Logo Polskiego Radia
POSŁUCHAJ
PAP
Agnieszka Kamińska 23.05.2021

"Tydzień po pochodzącym z Rosji cyberataku". "New York Post" krytykuje decyzje Bidena ws. NS2

Amerykański dziennik "New York Post", odnosząc się do kwestii odstąpienia od sankcji wobec firmy nadzorującej budowę Nord Stream 2, skrytykował demokratycznych prezydentów USA Baracka Obamę i Joe Bidena za ich politykę wobec Kremla.

joe biden idzie mid-epa09211697 1200.jpg
Demokraci i Republikanie krytykują Bidena po decyzji ws. Nord Stream 2

Gazeta przypomniała w piątek, że choć niedawno administracja Bidena nazwała rurociąg "złym interesem", zmieniła zdanie. Sankcje nie obejmą ani firmy Nord Stream 2 AG, ani jej prezesa Matthiasa Warniga, którego "NYP" określa jako byłego agenta Stasi i współpracownika prezydenta Rosji Władimira Putina.

"Odkładając na bok debatę na temat użyteczności odstąpienia od sankcji, wyciszona reakcja na ich zniesienie po raz kolejny ujawnia, że histeria związana z rosyjską zmową, która ogarnęła media i debaty polityczne na prawie pięć lat, była wykalkulowanym wysiłkiem mającym na celu nakręcenie kłamstwa" – uważa komentator David Harsanyi.

Wylicza, że Obama spędził dwa lata, próbując storpedować ustawę Magnickiego, zezwolił też Rosji na bezkarne działania w Syrii, aby chronić perspektywy porozumienia irańskiego.

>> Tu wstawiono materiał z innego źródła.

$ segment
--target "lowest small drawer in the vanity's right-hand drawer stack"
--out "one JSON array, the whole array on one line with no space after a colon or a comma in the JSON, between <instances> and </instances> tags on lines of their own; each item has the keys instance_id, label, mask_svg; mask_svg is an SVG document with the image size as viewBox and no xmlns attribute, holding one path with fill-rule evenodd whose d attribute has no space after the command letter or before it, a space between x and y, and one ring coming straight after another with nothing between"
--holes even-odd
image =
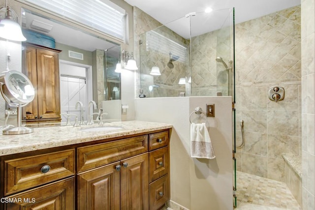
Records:
<instances>
[{"instance_id":1,"label":"lowest small drawer in the vanity's right-hand drawer stack","mask_svg":"<svg viewBox=\"0 0 315 210\"><path fill-rule=\"evenodd\" d=\"M164 177L152 182L149 185L149 188L150 210L158 210L170 198L168 175L165 175Z\"/></svg>"}]
</instances>

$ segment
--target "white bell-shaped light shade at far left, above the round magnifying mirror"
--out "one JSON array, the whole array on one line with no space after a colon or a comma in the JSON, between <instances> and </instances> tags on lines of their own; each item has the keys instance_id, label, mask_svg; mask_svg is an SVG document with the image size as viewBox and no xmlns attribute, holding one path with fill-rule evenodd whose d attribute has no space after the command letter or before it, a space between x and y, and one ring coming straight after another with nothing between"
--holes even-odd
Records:
<instances>
[{"instance_id":1,"label":"white bell-shaped light shade at far left, above the round magnifying mirror","mask_svg":"<svg viewBox=\"0 0 315 210\"><path fill-rule=\"evenodd\" d=\"M0 37L13 41L26 41L20 25L11 16L11 10L8 6L6 6L5 18L0 21Z\"/></svg>"}]
</instances>

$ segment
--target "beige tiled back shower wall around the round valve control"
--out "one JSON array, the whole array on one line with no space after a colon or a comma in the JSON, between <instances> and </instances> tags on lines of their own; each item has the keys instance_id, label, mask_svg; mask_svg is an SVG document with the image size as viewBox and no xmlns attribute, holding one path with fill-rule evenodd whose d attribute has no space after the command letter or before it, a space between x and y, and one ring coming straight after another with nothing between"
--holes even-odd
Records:
<instances>
[{"instance_id":1,"label":"beige tiled back shower wall around the round valve control","mask_svg":"<svg viewBox=\"0 0 315 210\"><path fill-rule=\"evenodd\" d=\"M301 155L301 12L288 8L235 26L237 169L284 181L282 153ZM284 100L268 98L283 87Z\"/></svg>"}]
</instances>

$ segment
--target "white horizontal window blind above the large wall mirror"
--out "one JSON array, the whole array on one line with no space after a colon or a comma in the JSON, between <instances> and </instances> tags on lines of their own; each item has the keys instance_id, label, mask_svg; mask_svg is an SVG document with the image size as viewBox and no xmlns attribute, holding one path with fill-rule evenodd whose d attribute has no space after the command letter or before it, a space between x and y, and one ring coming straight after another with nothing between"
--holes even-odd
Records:
<instances>
[{"instance_id":1,"label":"white horizontal window blind above the large wall mirror","mask_svg":"<svg viewBox=\"0 0 315 210\"><path fill-rule=\"evenodd\" d=\"M123 41L126 11L109 0L25 0Z\"/></svg>"}]
</instances>

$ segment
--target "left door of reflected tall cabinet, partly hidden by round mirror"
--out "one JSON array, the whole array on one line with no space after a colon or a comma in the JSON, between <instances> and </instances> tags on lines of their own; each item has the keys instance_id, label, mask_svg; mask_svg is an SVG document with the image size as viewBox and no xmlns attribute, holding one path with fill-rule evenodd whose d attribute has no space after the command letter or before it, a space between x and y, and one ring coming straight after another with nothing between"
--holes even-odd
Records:
<instances>
[{"instance_id":1,"label":"left door of reflected tall cabinet, partly hidden by round mirror","mask_svg":"<svg viewBox=\"0 0 315 210\"><path fill-rule=\"evenodd\" d=\"M36 68L36 48L25 47L22 51L23 73L30 79L35 90L37 90L37 68ZM23 107L23 119L34 120L38 116L37 109L37 91L35 91L34 100L27 106Z\"/></svg>"}]
</instances>

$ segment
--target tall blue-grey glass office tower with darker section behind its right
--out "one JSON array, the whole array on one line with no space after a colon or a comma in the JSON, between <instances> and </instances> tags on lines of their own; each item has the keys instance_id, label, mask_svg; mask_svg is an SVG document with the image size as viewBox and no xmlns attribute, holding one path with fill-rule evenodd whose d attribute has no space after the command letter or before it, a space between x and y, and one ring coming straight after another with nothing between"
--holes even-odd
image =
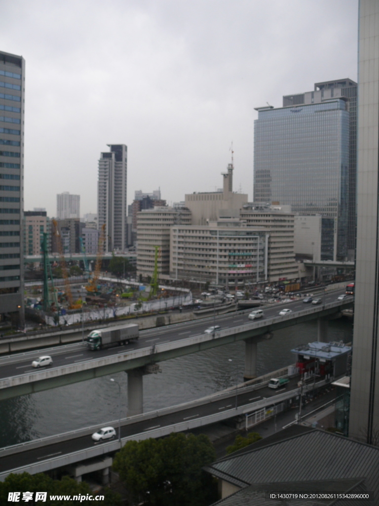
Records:
<instances>
[{"instance_id":1,"label":"tall blue-grey glass office tower with darker section behind its right","mask_svg":"<svg viewBox=\"0 0 379 506\"><path fill-rule=\"evenodd\" d=\"M335 81L328 81L328 83ZM257 108L254 201L290 204L295 213L335 219L334 259L348 256L350 106L346 89L316 83L314 92L283 97L283 107Z\"/></svg>"}]
</instances>

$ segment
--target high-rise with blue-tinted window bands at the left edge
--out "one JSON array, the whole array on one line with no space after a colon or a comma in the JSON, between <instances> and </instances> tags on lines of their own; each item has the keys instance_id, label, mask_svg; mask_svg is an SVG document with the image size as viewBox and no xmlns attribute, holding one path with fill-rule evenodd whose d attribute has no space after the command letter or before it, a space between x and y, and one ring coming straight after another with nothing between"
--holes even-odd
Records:
<instances>
[{"instance_id":1,"label":"high-rise with blue-tinted window bands at the left edge","mask_svg":"<svg viewBox=\"0 0 379 506\"><path fill-rule=\"evenodd\" d=\"M25 60L0 52L0 320L19 313L23 298Z\"/></svg>"}]
</instances>

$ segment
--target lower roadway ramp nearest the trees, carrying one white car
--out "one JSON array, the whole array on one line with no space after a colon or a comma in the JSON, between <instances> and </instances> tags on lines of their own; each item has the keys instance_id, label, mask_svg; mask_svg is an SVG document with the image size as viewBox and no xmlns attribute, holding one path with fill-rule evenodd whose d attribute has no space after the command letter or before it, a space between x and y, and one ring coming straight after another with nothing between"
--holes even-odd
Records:
<instances>
[{"instance_id":1,"label":"lower roadway ramp nearest the trees, carrying one white car","mask_svg":"<svg viewBox=\"0 0 379 506\"><path fill-rule=\"evenodd\" d=\"M269 415L266 413L267 407L285 407L290 400L299 396L298 378L291 379L287 388L272 390L267 387L270 377L286 372L284 369L275 371L257 378L254 384L248 386L240 385L183 405L124 418L120 424L121 441L94 443L90 435L99 429L99 426L94 426L0 449L0 480L4 480L11 472L35 474L62 467L70 467L72 474L81 479L79 473L88 473L95 462L100 466L99 469L109 466L109 460L104 458L129 440L162 437L171 432L191 430L252 412L258 412L262 420L266 414ZM331 378L327 382L322 380L311 387L318 388L330 381ZM117 428L118 424L119 420L112 420L104 426ZM75 468L78 462L81 465Z\"/></svg>"}]
</instances>

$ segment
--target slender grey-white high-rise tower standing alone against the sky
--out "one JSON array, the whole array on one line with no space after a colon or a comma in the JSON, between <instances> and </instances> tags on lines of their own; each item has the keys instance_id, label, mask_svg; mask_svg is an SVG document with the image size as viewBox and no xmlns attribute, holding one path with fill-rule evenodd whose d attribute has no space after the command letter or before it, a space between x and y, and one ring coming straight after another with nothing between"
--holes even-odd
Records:
<instances>
[{"instance_id":1,"label":"slender grey-white high-rise tower standing alone against the sky","mask_svg":"<svg viewBox=\"0 0 379 506\"><path fill-rule=\"evenodd\" d=\"M98 181L98 226L105 225L105 251L126 247L127 147L107 144L110 152L101 153Z\"/></svg>"}]
</instances>

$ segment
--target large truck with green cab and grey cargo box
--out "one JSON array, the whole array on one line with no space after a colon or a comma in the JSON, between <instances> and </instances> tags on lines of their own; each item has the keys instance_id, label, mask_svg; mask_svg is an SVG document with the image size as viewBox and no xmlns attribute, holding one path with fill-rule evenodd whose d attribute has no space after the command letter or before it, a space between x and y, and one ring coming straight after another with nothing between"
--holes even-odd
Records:
<instances>
[{"instance_id":1,"label":"large truck with green cab and grey cargo box","mask_svg":"<svg viewBox=\"0 0 379 506\"><path fill-rule=\"evenodd\" d=\"M135 323L99 328L88 334L87 346L90 350L101 350L102 348L121 346L130 343L130 341L137 341L138 336L139 329Z\"/></svg>"}]
</instances>

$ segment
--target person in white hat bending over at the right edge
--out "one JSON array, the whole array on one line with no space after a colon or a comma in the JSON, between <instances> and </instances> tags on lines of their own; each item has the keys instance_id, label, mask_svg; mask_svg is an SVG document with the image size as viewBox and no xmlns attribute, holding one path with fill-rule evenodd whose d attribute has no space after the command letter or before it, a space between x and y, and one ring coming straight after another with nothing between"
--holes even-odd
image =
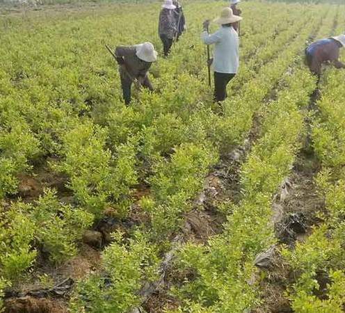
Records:
<instances>
[{"instance_id":1,"label":"person in white hat bending over at the right edge","mask_svg":"<svg viewBox=\"0 0 345 313\"><path fill-rule=\"evenodd\" d=\"M316 40L305 49L305 58L310 71L320 79L321 65L330 62L337 68L345 68L339 61L339 49L345 45L345 35Z\"/></svg>"}]
</instances>

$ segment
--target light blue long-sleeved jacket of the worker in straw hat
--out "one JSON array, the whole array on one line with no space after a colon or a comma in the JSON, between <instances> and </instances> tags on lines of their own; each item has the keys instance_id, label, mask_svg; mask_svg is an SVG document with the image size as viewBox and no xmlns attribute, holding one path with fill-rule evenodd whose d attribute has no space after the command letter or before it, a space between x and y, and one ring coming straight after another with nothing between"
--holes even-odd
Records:
<instances>
[{"instance_id":1,"label":"light blue long-sleeved jacket of the worker in straw hat","mask_svg":"<svg viewBox=\"0 0 345 313\"><path fill-rule=\"evenodd\" d=\"M201 39L206 45L214 44L214 72L236 74L239 68L239 36L230 27L220 26L211 35L203 31Z\"/></svg>"}]
</instances>

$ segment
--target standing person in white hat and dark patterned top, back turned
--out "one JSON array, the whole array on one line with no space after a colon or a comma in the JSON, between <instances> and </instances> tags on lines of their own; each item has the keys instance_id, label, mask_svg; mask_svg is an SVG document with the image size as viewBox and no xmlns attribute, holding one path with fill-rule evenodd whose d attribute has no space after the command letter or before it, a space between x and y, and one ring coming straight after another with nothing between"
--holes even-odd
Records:
<instances>
[{"instance_id":1,"label":"standing person in white hat and dark patterned top, back turned","mask_svg":"<svg viewBox=\"0 0 345 313\"><path fill-rule=\"evenodd\" d=\"M158 33L163 43L164 56L168 56L175 34L177 32L175 8L172 0L165 0L159 13Z\"/></svg>"}]
</instances>

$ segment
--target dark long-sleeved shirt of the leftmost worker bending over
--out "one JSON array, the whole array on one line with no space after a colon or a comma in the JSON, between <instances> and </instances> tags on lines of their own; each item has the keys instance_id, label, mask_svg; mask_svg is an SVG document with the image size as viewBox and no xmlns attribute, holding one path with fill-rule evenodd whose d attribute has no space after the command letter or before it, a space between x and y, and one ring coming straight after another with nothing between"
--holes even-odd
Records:
<instances>
[{"instance_id":1,"label":"dark long-sleeved shirt of the leftmost worker bending over","mask_svg":"<svg viewBox=\"0 0 345 313\"><path fill-rule=\"evenodd\" d=\"M136 56L136 46L118 46L115 49L115 56L118 57L118 62L125 65L125 69L120 67L121 77L129 79L125 70L134 79L144 79L147 77L147 72L152 63L145 62Z\"/></svg>"}]
</instances>

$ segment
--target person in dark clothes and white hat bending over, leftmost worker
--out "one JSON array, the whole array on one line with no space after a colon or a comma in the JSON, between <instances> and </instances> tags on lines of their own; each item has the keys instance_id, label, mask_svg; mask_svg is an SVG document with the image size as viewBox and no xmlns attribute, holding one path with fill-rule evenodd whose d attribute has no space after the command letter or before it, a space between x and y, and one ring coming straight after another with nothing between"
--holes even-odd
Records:
<instances>
[{"instance_id":1,"label":"person in dark clothes and white hat bending over, leftmost worker","mask_svg":"<svg viewBox=\"0 0 345 313\"><path fill-rule=\"evenodd\" d=\"M131 102L131 84L138 83L153 91L147 72L153 62L157 61L157 51L151 42L140 45L118 46L115 48L116 61L120 65L120 79L125 104Z\"/></svg>"}]
</instances>

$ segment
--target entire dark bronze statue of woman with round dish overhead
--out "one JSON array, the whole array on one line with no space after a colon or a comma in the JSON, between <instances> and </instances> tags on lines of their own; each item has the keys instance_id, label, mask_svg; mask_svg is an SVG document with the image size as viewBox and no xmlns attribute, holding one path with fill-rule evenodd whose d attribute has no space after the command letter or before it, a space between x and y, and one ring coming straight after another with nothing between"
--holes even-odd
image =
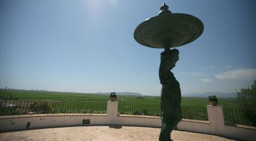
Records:
<instances>
[{"instance_id":1,"label":"entire dark bronze statue of woman with round dish overhead","mask_svg":"<svg viewBox=\"0 0 256 141\"><path fill-rule=\"evenodd\" d=\"M180 47L195 41L203 33L203 23L189 14L173 13L163 3L157 16L147 18L134 31L134 39L146 47L164 49L159 69L162 128L159 140L171 140L170 134L182 118L181 88L171 70L179 60Z\"/></svg>"}]
</instances>

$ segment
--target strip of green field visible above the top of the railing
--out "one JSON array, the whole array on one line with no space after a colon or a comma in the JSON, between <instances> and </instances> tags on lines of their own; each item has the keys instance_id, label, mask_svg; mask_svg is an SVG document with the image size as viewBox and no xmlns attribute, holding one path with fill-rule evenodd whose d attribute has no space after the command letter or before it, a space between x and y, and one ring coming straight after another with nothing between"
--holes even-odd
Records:
<instances>
[{"instance_id":1,"label":"strip of green field visible above the top of the railing","mask_svg":"<svg viewBox=\"0 0 256 141\"><path fill-rule=\"evenodd\" d=\"M74 92L51 92L51 91L27 91L27 90L5 90L0 89L1 97L11 97L12 99L22 100L75 100L75 101L93 101L106 102L109 95L85 94ZM117 95L119 103L142 103L159 104L160 96L127 96ZM235 99L218 99L218 105L234 108ZM182 97L181 105L203 107L208 104L207 98L189 98Z\"/></svg>"}]
</instances>

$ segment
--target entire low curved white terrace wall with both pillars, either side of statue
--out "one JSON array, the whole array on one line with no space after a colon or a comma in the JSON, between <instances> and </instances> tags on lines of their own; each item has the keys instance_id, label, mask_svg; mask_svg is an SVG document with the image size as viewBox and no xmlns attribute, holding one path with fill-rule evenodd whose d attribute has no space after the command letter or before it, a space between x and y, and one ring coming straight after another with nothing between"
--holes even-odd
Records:
<instances>
[{"instance_id":1,"label":"entire low curved white terrace wall with both pillars, either side of statue","mask_svg":"<svg viewBox=\"0 0 256 141\"><path fill-rule=\"evenodd\" d=\"M26 115L27 117L0 117L0 132L24 130L30 122L30 129L61 126L88 125L123 125L161 127L160 117L118 115L118 102L108 101L106 115ZM207 106L209 121L182 119L177 125L178 130L221 135L231 139L256 140L255 127L236 127L224 124L222 107ZM90 124L82 124L83 119L90 119Z\"/></svg>"}]
</instances>

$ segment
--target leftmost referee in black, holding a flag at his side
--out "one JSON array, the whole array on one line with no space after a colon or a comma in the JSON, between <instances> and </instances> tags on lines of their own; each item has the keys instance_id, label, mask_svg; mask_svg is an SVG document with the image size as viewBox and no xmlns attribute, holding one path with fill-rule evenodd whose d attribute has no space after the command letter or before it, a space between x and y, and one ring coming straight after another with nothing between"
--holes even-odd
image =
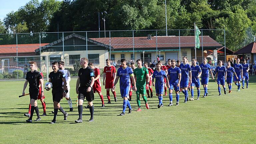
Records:
<instances>
[{"instance_id":1,"label":"leftmost referee in black, holding a flag at his side","mask_svg":"<svg viewBox=\"0 0 256 144\"><path fill-rule=\"evenodd\" d=\"M37 107L37 97L39 94L39 82L41 83L41 97L44 97L44 91L43 91L43 77L41 76L40 72L36 71L36 62L30 61L29 62L31 71L27 72L26 75L26 81L23 86L22 95L25 94L25 89L29 83L29 96L30 96L30 104L31 104L31 114L28 120L26 120L28 123L32 123L32 117L34 114L34 110L36 111L37 119L35 121L40 121L41 118L39 116L39 110Z\"/></svg>"}]
</instances>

"To Joe Biden, a nie towarzysz Trump, był orędownikiem resetu i skapitulował wobec Rosji w sprawie przystąpienia do Światowej Organizacji Handlu. (…) Prezydent Obama uczynił członkostwo Rosji w WTO priorytetem w stosunkach USA-Rosja w 2011 roku" – pisze "NYP".

Zwraca uwagę, że administracja Trumpa zainicjowała sprzedaż "śmiercionośnej" broni Ukrainie - w tym pocisków przeciwczołgowych. Trump przywrócił sprzedaż systemów obrony przeciwrakietowej Patriot do Europy Wschodniej. Odmówił przedłużenia jednostronnego porozumienia w sprawie kontroli zbrojeń, a Biden zabiega o jego przedłużenie.

Po pochodzącym z Rosji cyberataku na Colonial Pipeline

"Nord Stream 2 nie tylko wzbogaca i wzmacnia władzę Putina, ale także stoi w bezpośredniej sprzeczności z deklaracją Bidena, że kryzys klimatyczny jest głównym czynnikiem wpływającym na decyzje jego administracji w zakresie polityki zagranicznej. Rurociąg prawdopodobnie w znacznym stopniu podkopie zdolność Niemiec, które obecnie są w trakcie wycofywania się z energetyki jądrowej, do realizacji celów porozumienia paryskiego. Z drugiej strony, porozumienie to, do którego Biden przyłączył się jako jeden z pierwszych prezydentów, jest korzystne również dla Rosji, która po prostu zignoruje niewygodne cele dotyczące emisji dwutlenku węgla" – przewiduje Harsanyi.

Za znamienne uznał, że informacje o odstąpieniu od sankcji pojawiają się zaledwie tydzień po tym, jak cyberatak pochodzący z Rosji spowodował zamknięcie potężnego rurociągu Colonial Pipeline, za co "Biden udzielił Putinowi rozgrzeszenia", zanim doszło do poważniejszego śledztwa. Zdaniem komentatora miało to też na celu złagodzenie napięć przed spotkaniem w Islandii sekretarza stanu Antony’ego Blinkena z szefem rosyjskiego MSZ Siergiejem Ławrowem.

"Nie ulega wątpliwości, że każdy taki czyn ze strony Trumpa spotkałby się z szaleńczym wrzaskiem spiskowców, którzy wciąż zasiedlają sieci kablówek. Zastanawialiby się głośno, jaki kompromat Putin miał na Trumpa. Biden powiedział wiele pogardliwych rzeczy o Putinie - nazywając go złem i mordercą (prawda i prawda) - ale nie ma dowodów na to, że jego polityka jest bardziej surowa wobec Rosji niż polityka Trumpa. Pod wieloma względami wydaje się wręcz, że jest mniej" – konkluduje "NYP".